As an example, let’s assume that we receive the information that the customer returns are approved and processed in the database in a return process. We also need to leave a message in a message broker system to pay the money back.
Failure to send the event is possible. What should we do to avoid such a situation? The Transactional Outbox pattern comes into play right at this point.
This model provides an effective solution for reliably publishing events. The purpose of this approach is to have an “Outbox” table in the database of the service. When receiving the registration request, not only addition is made to the ReturnOrder table, but also a record representing the event is added to the Outbox table.
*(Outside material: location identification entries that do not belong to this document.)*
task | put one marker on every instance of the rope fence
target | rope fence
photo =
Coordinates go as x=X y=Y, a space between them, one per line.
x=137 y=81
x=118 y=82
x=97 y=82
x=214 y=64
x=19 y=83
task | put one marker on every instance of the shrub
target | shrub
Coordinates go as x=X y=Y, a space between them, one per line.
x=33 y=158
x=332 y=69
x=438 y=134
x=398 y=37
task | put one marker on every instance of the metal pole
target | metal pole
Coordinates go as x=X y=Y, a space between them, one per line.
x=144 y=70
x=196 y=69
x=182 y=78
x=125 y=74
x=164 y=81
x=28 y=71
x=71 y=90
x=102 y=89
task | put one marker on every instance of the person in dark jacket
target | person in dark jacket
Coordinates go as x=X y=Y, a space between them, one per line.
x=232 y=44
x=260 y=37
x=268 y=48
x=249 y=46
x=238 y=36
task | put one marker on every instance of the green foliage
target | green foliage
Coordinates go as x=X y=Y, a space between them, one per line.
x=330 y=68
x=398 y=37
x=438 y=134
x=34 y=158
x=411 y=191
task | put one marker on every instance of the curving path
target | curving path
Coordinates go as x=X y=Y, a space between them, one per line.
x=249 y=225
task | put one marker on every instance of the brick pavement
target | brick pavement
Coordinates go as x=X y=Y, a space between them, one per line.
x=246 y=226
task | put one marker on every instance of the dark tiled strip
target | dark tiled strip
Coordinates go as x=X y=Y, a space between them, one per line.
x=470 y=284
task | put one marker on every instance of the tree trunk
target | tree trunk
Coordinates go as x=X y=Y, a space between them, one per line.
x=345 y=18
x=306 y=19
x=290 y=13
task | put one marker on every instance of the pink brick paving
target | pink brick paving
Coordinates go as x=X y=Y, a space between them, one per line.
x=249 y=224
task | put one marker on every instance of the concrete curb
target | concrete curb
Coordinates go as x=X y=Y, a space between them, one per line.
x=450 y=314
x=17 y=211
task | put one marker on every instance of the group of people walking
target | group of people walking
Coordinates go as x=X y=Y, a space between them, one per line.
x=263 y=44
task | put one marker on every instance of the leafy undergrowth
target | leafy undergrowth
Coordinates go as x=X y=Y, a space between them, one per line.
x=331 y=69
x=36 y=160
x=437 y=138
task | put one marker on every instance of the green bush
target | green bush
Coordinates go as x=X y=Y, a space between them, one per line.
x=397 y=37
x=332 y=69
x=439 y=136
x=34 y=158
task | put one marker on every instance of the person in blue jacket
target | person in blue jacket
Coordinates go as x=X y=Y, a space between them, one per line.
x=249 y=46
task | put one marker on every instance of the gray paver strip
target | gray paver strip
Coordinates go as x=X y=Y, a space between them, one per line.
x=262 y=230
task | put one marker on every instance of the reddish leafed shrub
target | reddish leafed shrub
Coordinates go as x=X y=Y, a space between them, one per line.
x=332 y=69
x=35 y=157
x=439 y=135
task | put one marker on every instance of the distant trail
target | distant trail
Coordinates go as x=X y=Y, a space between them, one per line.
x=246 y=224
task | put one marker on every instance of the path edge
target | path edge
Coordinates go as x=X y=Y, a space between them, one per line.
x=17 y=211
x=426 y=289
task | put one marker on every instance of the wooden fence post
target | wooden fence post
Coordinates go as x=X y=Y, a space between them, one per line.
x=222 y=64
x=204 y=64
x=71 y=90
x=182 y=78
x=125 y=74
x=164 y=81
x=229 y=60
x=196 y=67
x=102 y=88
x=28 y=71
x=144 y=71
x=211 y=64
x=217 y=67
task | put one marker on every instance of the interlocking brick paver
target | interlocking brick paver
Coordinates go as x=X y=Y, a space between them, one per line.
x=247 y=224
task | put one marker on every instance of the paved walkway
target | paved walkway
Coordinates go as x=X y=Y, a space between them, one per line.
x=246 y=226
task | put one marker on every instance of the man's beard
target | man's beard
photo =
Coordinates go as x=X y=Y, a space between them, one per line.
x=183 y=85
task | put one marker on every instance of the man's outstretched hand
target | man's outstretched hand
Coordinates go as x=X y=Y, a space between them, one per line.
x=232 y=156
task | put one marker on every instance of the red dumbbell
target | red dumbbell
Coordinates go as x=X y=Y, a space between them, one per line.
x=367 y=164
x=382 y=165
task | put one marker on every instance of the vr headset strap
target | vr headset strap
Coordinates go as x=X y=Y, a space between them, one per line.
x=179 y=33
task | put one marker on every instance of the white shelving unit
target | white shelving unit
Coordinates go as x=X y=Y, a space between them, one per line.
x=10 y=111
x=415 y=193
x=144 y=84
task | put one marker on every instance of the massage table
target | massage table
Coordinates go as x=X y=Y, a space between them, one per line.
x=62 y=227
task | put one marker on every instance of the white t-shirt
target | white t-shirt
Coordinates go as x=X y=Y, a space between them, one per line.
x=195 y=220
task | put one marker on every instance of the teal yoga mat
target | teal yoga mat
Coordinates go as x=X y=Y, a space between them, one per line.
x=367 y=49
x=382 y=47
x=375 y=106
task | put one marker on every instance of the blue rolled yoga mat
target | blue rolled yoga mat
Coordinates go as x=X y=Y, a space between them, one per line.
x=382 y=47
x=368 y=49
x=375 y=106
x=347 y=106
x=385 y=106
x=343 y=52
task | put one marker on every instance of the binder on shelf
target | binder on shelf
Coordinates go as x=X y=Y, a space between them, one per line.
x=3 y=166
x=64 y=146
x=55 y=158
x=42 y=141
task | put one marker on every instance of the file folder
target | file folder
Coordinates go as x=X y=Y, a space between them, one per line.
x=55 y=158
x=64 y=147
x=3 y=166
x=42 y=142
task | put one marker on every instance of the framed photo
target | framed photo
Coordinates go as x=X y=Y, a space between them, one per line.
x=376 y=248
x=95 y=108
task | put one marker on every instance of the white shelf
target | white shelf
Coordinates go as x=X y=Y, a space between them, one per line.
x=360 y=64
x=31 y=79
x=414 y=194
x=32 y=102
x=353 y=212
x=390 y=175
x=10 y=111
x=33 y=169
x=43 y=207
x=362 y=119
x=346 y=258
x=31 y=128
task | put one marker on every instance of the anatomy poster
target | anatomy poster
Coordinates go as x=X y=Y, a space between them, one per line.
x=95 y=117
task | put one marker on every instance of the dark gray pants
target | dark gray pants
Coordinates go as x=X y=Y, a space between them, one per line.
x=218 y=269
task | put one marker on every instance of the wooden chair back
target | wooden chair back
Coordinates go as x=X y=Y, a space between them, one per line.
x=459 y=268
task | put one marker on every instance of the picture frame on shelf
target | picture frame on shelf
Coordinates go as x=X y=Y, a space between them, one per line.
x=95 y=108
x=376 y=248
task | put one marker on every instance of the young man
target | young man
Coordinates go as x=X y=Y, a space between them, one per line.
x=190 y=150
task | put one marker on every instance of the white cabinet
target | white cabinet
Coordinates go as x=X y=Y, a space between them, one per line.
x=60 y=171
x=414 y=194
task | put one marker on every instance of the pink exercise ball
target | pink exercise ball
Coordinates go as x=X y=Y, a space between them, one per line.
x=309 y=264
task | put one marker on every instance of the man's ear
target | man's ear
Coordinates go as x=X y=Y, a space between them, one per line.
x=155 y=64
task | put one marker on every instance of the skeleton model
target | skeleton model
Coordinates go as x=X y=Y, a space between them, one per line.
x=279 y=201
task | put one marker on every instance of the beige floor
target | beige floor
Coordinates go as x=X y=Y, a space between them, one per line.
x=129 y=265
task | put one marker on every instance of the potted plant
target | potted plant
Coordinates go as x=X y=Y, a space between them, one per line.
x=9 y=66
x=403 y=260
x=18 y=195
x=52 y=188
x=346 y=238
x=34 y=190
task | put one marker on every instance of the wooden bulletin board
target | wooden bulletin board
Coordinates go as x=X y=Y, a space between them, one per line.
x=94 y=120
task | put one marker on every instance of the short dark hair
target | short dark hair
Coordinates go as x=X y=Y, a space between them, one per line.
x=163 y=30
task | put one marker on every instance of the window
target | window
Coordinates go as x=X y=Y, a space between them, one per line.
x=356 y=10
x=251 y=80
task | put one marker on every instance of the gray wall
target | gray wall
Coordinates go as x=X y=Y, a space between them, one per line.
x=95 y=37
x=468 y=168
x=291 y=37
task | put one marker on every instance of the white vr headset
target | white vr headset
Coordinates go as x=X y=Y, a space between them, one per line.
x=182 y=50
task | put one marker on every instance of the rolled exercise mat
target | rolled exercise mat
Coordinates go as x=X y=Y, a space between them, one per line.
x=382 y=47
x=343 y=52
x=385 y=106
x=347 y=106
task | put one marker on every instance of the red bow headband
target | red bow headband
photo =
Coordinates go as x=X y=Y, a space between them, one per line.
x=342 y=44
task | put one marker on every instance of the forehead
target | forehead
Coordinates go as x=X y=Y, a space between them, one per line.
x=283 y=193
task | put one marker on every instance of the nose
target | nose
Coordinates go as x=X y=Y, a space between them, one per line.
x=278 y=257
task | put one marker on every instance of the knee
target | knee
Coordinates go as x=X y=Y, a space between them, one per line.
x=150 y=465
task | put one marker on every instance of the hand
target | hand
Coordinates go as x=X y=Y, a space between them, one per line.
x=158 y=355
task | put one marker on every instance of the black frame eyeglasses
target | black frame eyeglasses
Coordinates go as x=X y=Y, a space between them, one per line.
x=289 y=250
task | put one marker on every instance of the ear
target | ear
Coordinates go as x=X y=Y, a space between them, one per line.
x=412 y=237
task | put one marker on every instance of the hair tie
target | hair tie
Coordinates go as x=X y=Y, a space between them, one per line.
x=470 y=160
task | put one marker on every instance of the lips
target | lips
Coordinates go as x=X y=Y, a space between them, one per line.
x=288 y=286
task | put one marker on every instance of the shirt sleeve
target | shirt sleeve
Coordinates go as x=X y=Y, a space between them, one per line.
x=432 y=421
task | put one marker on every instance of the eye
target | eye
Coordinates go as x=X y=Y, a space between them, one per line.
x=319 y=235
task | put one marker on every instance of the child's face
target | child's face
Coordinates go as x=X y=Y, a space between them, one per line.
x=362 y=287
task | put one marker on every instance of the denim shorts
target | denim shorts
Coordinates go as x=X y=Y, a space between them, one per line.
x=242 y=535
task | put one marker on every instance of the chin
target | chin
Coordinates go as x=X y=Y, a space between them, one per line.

An asynchronous process monitors the Outbox table for new entries and publishes any event on the Event Bus. The model improves reliability by simply dividing two processes on different services.
Polling Publisher
The Polling Publisher approach is a structure built to publish the records in the database’s Outbox table in order. A scheduled job that runs periodically processes the records in the Outbox table, then deletes the corresponding record. This structure is easy and costless to implement in low-scale systems. However, it also has some disadvantages.
- If you have a multi-instance running schedule job, it will be necessary to manage ‘Optimistic Lock’ to ensure that the recordings are published only once.
- Publishing events in order is difficult.
- As the number of calls to the database increases as the scale increases, it will cause a performance problem after a while.
- Not applicable in all NoSQL databases.
Transaction Log Tailing
This is another option to access distributed transactions. The idea is to queue the database transaction log and publish each change as an event. Each committed update is displayed as an entry in the transaction log of the database. A transaction log miner can read the transaction log entry and publish each change as a message to Message Broker. Converts each relevant log entry corresponding to the added data into a message. The messages are then published in a Message Broker. The benefit of this model is that there is no need for any changes at the application level; everything happens at the database level. It is a little difficult to avoid duplicate publishing. Therefore, in order to ensure data consistency, the application that will consume the related events must be idempotent.
The benefits of applying this pattern are;
- There is no two-phase commit.
- Transactions take place in order.
- The accuracy of the data is guaranteed.
- No extra calls are made to the database through an application.
- It can be applied in high scale systems.
More detailed information about the Transactional Outbox pattern is available on Chris Richardson’s microservices.io site.